No, camels aren’t the only animal in Dubai’s desert—the stark expanse features hearty creatures that have managed to survive harsh conditions, including Arabian gazelles, lizards, and Arabian red foxes. The dramatically straight-horned native oryx can also be found, along with falcons. Some luxury tours include both a guided safari in a vintage Land Rover and a lesson and interactive experience with the lauded birds, which have been key to the Bedouin lifestyle for centuries.
Australia is a massive country with many tempting draws—one of which is an outback adventure starring giant crocodiles and native birds. You can have this experience on a cruise through Geikie Gorge of the Kimberley region (finishing with a sunset Victoria, in Broome). In other parts of the country (in Victoria, for one), Aussie favorites koalas and kangaroos hang out in the wild, the latter in droves around the One&Only Wolgan Valley in the Blue Mountains.
It’s hard to imagine an animal that sounds more fantastical than a pink dolphin, but they are in fact real—in the Amazon, which Delfin adeptly cruises in a luxury craft. These trips traverse the Pacaya Samiria National Reserve, a vast protected flooded forest with extensive biodiversity. Night safaris reveal black caimans, bats, and frogs, while daytime is when you can birdwatch, pet baby manatees, and actually hop into the water and swim near those magically colored dolphins.

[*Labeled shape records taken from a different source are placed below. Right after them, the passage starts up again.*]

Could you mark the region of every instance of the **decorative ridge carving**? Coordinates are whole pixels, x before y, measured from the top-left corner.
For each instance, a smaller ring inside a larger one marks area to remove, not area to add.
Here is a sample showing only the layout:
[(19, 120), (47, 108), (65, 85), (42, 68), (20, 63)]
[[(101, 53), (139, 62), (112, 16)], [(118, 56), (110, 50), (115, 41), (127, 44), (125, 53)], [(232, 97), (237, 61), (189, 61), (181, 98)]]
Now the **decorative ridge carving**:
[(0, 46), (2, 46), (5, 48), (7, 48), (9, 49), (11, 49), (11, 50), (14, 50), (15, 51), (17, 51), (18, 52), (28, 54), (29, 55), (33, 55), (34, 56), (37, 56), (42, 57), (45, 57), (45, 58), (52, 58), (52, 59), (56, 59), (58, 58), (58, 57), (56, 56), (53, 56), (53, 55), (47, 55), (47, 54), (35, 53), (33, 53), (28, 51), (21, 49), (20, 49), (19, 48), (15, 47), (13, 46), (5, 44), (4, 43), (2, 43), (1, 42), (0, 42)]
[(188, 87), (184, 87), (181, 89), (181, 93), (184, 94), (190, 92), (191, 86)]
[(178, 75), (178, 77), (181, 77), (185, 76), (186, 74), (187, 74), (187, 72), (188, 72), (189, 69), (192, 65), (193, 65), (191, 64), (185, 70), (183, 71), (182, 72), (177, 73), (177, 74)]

South America is a very different world from much of Africa—instead of savannas and bush there are tropical forest and jungle where rare and lesser-known creatures thrive. Land-based safaris into these barely trafficked regions may include sightings of caimans, Brazilian tapirs, maned wolves, capybaras, marmosets, giant river otters, masked titi monkeys, and, of course, the elusive jaguar, whose rosette patterned fur differs from a leopard’s because of spots in the center.
It doesn’t get much more wild than Alaska, where not only is the raw natural beauty worth experiencing, but there are also animals aplenty. Grizzlies, moose, caribou, horned Dall sheep, wolves, and bald eagles are some of the species Zegrahm’s national parks tour searches for, along with aquatic animals like sea lions, walrus, sea otters, and coastal brown bears (they forage on tidal flats in Katmai National Park).